Wednesday, December 30, 2015

credit ratings - Scaling of a transition matrix


I am working on a ratings transition matrix and I wondered how people scale it down to shorter time periods (although one should more or less stick to the estimation period i know).



It is clear that one can scale it to a longer time period by repeatedly multiplying the matrix with itself.


How would you scale the matrix down to a, say monthly, transition matrix?


I found a result on reversible Markov Chains and thought the following:


Let $M$ be the transition matrix of a reversible markov chain, then one can factor it into $$ M = S D$$


with a symmetric matrix $S$ and a diagonal matrix $D$. It appears that also the converse holds true.


Now, if we had a reversible markov chain, we could raise the matrix to a fraction by taking the eigenvalue decomposition of $S = E^{T}\Lambda E$ and raising $S$ as well as $D$ to the appropriate power.


So we define


$$ \bar{M}:= E^T \Lambda^{\frac{1}{n}}E D^{\frac{1}{n}}$$ and say that $\bar{M}$ is now $M^{\frac{1}{n}}$.


The question is: Is this way appropriate?

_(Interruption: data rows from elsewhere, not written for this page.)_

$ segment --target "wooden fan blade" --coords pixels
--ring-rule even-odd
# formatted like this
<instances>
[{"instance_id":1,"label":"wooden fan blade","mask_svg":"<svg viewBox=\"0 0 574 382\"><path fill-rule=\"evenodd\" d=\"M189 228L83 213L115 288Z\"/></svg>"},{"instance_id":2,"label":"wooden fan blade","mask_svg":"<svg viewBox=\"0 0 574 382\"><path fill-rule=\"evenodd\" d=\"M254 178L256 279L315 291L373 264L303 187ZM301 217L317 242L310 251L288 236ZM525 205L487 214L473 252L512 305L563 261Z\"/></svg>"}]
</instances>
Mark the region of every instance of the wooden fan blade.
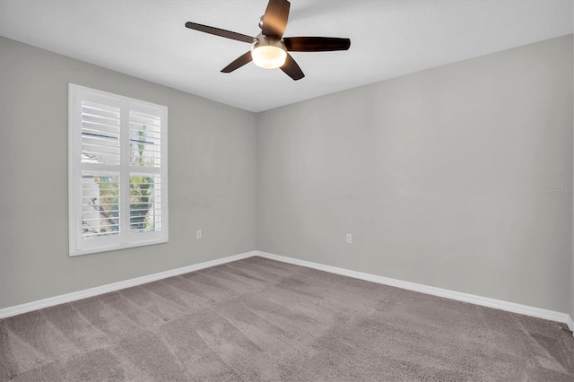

Does it make any sense (from a mathematical viewpoint - I know that downscaling a transition matrix is debatable)? Are ratings transition matrices from a reversible markov chain?


The main question is: What are the commonly used method to raise ratings transition matrices to a fraction?




Answer



You are right, the rules to time-scale a T-years transition matrix $M_T$ are:



  • $M_{k·T} = M_T^k$

  • $M_{T/k} = \sqrt[k]{M_T}$


The root of a matrix M can be obtained using the spectral decomposition:


$M = P·D·P^{-1} \Longrightarrow M^k = P·D^k·P^{-1}$


where $P$ and $D$ are the eigenvectors and eigenvalue matrices of $M_T$.


Note: The Perron-Frobenius tells that transition matrix eigenvalues satisfies |λ|≤1. This allows negative and complex eigenvalues. The following R code shows a transition matrix with a negative eigenvalue:



M = matrix(ncol=3, nrow=3, 0)
M[1,1]=0.1; M[1,2]=0.8; M[1,3]=0.1
M[2,1]=0.8; M[2,2]=0.1; M[2,3]=0.1
M[3,1]=0.0; M[3,2]=0.0; M[3,3]=1.0
eigen(M)

Note: As indicated in Regularization Algorithms for Transition Matrices, the root of a transition matrix can be an invalid transition matrix or may not be unique. In this case, we must transform this matrix to the relevant Markov matrix. This process is called regularization. In the referenced document there exist some algorithms to regularize a transition matrix.


Note: I suspect that the transition matrices with a single absorbent state and strictly diagonal dominant has ​​real and positive eigenvalues, but I have no proof.


You can obtain more info at CCruncher technical document.